Luxury real estate. Inspired living.
After asking for referrals and scoping out various online sites that list pre-screened flooring contractors, I found four contractors who came to our home last week to give me estimates on refinishing or replacing our mildly water-damaged wood floors. Interestingly, they all had different opinions on what could or should be done, and all offered very different quotes on fixing our floors. Here’s a summary of what I found:
- Experts often disagree. Two of the contractors said it wouldn’t be worthwhile to refinish the floors. Two of them said it would be no problem.
- You don’t always have to pay extra for added value. The two highest bidders would not take responsibility for moving the furniture, the two lowest bidders would move the furniture and included doing so in their price.

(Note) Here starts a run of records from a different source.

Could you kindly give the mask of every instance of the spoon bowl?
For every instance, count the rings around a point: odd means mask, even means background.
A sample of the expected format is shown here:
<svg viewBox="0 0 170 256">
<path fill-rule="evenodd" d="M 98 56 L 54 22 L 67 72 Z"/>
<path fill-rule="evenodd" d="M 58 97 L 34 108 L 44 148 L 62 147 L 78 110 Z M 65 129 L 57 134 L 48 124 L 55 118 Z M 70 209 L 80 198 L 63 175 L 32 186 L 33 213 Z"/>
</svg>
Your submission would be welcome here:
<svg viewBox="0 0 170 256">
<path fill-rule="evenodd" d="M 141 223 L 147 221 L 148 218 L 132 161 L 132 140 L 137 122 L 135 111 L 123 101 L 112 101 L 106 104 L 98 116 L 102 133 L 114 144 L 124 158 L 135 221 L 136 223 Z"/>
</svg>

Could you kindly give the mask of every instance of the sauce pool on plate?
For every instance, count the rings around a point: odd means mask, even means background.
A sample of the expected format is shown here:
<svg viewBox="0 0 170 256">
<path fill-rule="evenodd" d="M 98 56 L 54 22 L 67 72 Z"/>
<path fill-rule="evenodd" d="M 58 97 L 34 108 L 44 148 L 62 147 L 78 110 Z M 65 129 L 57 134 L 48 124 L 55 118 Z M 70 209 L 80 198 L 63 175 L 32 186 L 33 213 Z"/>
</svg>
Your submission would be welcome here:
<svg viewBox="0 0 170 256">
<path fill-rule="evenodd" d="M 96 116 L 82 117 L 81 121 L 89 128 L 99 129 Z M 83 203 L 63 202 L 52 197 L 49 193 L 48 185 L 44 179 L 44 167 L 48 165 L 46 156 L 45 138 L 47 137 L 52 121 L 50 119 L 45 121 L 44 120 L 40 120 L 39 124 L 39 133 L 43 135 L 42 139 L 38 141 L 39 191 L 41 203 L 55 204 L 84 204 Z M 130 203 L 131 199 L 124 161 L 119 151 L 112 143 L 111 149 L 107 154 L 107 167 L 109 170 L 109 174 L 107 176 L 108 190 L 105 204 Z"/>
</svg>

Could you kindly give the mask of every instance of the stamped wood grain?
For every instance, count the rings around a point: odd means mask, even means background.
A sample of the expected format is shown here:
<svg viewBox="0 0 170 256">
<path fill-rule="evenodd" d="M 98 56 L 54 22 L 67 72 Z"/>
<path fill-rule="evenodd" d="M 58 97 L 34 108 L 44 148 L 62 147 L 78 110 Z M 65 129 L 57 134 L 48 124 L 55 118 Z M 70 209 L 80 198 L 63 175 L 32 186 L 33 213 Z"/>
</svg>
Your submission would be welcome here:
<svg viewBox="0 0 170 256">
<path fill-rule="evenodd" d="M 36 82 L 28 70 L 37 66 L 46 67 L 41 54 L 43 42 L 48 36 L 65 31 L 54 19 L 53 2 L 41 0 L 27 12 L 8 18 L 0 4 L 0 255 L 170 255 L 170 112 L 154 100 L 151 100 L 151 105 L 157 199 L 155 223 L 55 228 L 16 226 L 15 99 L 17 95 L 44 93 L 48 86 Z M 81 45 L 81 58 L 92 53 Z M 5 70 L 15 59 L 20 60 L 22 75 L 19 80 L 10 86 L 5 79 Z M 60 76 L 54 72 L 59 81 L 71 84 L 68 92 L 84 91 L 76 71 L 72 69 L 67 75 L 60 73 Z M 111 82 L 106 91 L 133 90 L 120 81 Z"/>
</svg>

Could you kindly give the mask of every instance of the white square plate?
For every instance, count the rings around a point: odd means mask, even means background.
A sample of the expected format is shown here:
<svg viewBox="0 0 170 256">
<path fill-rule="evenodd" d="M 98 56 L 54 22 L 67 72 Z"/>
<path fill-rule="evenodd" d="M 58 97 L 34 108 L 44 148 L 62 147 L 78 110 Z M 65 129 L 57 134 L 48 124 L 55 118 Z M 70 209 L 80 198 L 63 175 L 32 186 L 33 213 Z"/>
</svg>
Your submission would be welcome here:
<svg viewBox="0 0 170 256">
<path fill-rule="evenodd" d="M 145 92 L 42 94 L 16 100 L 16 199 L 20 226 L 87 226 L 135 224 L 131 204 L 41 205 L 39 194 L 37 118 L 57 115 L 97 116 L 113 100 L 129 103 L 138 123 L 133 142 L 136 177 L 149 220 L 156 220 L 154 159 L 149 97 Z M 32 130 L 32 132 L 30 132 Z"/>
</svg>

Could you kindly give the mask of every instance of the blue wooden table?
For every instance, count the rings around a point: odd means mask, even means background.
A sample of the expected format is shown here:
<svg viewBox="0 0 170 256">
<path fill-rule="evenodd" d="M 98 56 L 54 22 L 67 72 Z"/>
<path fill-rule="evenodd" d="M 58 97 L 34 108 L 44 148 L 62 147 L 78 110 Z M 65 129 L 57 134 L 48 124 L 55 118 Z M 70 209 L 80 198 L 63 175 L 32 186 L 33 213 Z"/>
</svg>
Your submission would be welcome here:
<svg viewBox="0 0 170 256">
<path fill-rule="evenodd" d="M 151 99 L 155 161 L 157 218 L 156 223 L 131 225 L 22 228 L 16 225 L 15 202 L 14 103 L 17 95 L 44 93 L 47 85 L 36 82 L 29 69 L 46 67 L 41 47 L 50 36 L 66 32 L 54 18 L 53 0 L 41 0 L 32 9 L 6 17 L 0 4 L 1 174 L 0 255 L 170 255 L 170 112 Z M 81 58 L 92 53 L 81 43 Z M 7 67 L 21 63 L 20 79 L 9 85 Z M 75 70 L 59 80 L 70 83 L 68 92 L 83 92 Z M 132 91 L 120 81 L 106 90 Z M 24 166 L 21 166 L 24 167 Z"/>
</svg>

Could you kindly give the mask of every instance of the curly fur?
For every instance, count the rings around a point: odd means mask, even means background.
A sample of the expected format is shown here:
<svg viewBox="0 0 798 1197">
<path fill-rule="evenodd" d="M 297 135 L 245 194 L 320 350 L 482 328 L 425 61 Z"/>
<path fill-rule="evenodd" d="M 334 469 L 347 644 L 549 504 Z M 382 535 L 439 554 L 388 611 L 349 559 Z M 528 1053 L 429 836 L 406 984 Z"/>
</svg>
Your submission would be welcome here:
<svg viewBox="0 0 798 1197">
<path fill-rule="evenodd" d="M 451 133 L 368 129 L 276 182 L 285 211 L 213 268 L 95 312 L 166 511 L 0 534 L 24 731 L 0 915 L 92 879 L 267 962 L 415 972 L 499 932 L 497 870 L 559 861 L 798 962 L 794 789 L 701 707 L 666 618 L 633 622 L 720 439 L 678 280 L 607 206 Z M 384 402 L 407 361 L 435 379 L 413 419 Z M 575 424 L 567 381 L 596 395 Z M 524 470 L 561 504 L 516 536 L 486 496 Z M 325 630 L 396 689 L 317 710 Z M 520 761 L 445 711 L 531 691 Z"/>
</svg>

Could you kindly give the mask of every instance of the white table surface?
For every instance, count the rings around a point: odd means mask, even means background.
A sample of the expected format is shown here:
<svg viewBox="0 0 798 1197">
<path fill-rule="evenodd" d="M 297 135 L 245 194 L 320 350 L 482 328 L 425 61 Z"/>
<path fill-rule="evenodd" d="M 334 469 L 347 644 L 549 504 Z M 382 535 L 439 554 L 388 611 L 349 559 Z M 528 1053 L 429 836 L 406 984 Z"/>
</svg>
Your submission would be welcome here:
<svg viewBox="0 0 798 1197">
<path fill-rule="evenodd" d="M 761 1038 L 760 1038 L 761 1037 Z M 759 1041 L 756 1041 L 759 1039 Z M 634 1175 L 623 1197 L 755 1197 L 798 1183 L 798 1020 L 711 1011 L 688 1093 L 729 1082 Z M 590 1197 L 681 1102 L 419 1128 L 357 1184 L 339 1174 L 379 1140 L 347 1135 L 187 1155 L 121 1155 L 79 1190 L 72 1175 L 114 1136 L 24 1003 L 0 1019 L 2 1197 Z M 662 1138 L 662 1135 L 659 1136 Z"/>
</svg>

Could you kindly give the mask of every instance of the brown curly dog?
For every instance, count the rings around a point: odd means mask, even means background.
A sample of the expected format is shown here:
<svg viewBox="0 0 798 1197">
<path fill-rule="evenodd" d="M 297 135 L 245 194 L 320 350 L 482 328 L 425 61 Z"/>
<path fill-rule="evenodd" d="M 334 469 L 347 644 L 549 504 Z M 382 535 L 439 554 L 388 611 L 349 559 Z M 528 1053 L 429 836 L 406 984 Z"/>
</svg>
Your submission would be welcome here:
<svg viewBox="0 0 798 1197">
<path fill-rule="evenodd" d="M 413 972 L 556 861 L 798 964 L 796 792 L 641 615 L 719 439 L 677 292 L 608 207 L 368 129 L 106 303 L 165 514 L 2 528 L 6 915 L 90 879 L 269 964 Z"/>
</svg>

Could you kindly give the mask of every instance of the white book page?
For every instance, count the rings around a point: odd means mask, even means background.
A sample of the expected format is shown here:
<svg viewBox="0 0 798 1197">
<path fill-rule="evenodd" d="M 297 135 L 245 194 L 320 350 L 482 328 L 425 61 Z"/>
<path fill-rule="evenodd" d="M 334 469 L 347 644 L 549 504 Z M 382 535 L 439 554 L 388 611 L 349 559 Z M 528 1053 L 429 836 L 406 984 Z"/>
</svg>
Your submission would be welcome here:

- Labor costs can vary widely. The highest bidder’s price for installing a new engineered wood floor was more than three times that of the lowest bidder.
- There are many shades of green. The lower bidders said they could refinish the floors with a buffing process, also known as screening, in which a very fine-grade sandpaper is used to remove the surface layer. They both said we’d need to restain as well as apply new top coats and the middle-priced guy suggested dying the wood rather than staining for a more eco-friendly, though more expensive, finish.
- A quality check is a good thing. The second-to-the-lowest bidder invited me to visit his on-going projects so I could see the quality of his work.
- There are different ways to weigh the options. Both of the lowest bidders would charge between 30-50 percent more to install new engineered wood floors than to refinish, including the cost of the floor. The second-to-the-lowest bidder would charge three times as much to install a solid hardwood floor as to refinish the existing one (he’s the only one I asked).
- Sometimes experts agree. Installing a hardwood floor in our home is not a practical solution, according to all four contractors—but any of them would do so if we were to choose this option. To install a hardwood floor, we’d need to put in a ¾-inch plywood subfloor over the concrete slab and then install the hardwood planks, which would also likely be ¾-inch thick, on top. Not only would this floor be a lot more costly, it would also mean we’d have to get new metal entrance doors and shave off the bottoms of the wooden interior doors so they’d open.
We haven’t decided whether we’ll replace the floors, which is probably the safer choice and may add value in the long run, or refinish them, which would be the more eco-friendly choice as the old floor would be kept out of the landfill. But it was interesting to compare how four pros had such different opinions on and prices for fixing the same floors. If you’re looking for pre-screened flooring contractors, some online referral services are Respond.com and Service Magic.